Anyway, although the politics and questionable behaviour of Antonin Scalia are something about which I could rant for aeons, the man does not figure prominently in Recount.  Rather, the movie is about several other people.  Ron Klain (Kevin Spacey), Al Gore’s fired-then-rehired campaign advisor.  Warren Christopher (John Hurt), the secretary of state under Bill Clinton, who was sent by Gore to supervise the recount.  (Sidebar - Christopher, so far, is the only person portrayed in this film that has objected to his protrayal.  He has not seen it, but he read the transcripts and felt they made him sound way too naive.)  Katherine Harris (Laura Dern), the Florida Republican Secretary of State who exhibited terribly partisan and unethical behaviour during the 2000 election, doing everything she could to hand victory to Bush.  And James Baker (Tom Wilkinson), the Secretary of State under George Bush Sr., who was the chief legal advisor to Bush Jr. in 2000.

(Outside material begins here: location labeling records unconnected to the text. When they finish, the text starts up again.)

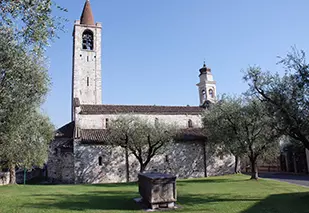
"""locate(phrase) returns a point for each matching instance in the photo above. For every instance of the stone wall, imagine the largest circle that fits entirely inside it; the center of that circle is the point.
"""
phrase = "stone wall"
(60, 164)
(88, 170)
(98, 121)
(4, 178)
(185, 160)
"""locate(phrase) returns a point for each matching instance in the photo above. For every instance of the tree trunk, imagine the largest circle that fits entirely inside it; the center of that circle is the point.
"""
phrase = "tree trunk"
(12, 174)
(236, 164)
(127, 160)
(254, 171)
(142, 168)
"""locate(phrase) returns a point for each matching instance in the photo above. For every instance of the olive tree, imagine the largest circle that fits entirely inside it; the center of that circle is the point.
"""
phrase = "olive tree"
(286, 97)
(144, 139)
(242, 127)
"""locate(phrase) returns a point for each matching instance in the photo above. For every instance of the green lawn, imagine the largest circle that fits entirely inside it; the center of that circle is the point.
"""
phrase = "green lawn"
(225, 194)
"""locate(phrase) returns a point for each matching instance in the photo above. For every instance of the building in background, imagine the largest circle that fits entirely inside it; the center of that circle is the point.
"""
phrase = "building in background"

Each of those actors gives an examplary performance, especially Spacey, as an idealist who will fight to the end, and Dern as a woman in way over her head with a self-esteem problem and a taste for the spotlight.  Also terrific are Dennis Leary as Michael Whouley, and Ed Begley Jr. as David Boies.  Although we already know the end result of this film, (and for many of us politically interested folk, the entire process), this film still plays like a thriller.  Each moment is more and more tense, as you really get a sense of the machinations behind the scenes.  You get righteously indignant at the Republican troublemakers who tried to delay the re-counting of the votes.  You get furious at the groups who intentionally excluded more than 20,000 voters, most of them African-American, under the false pretext that they had been convicted of a felony.  You pull for the supreme court to render the right decision, and you can get right into it when something goes the right way for a change.  Even though you know for a fact that at the end of the movie the bad guys win and we get eight years of Chaney and Rumsfeld and Rove and Rice and that president guy.

 The only really irritating thing about the movie is the appearance of Bush and Gore themselves.  The two of them appear courtesy of archival footage, which is fine, but then they are shown, always from behind, and played by some stand-in actor.  That gives Recount, if only for those few brief moments, the feel of one of those lame, cheap, re-enactment scenes from a When Animals Attack show, or Unsolved Mysteries.  Aside from that, however, Recount is incredibly brisk, moves along very quickly, and is an absolutely thrilling political true story.  Tour-de-force performances all the way through, and a script that I’m sure just wrote itself.  Catch this one while you can, playing on The Movie Network right now.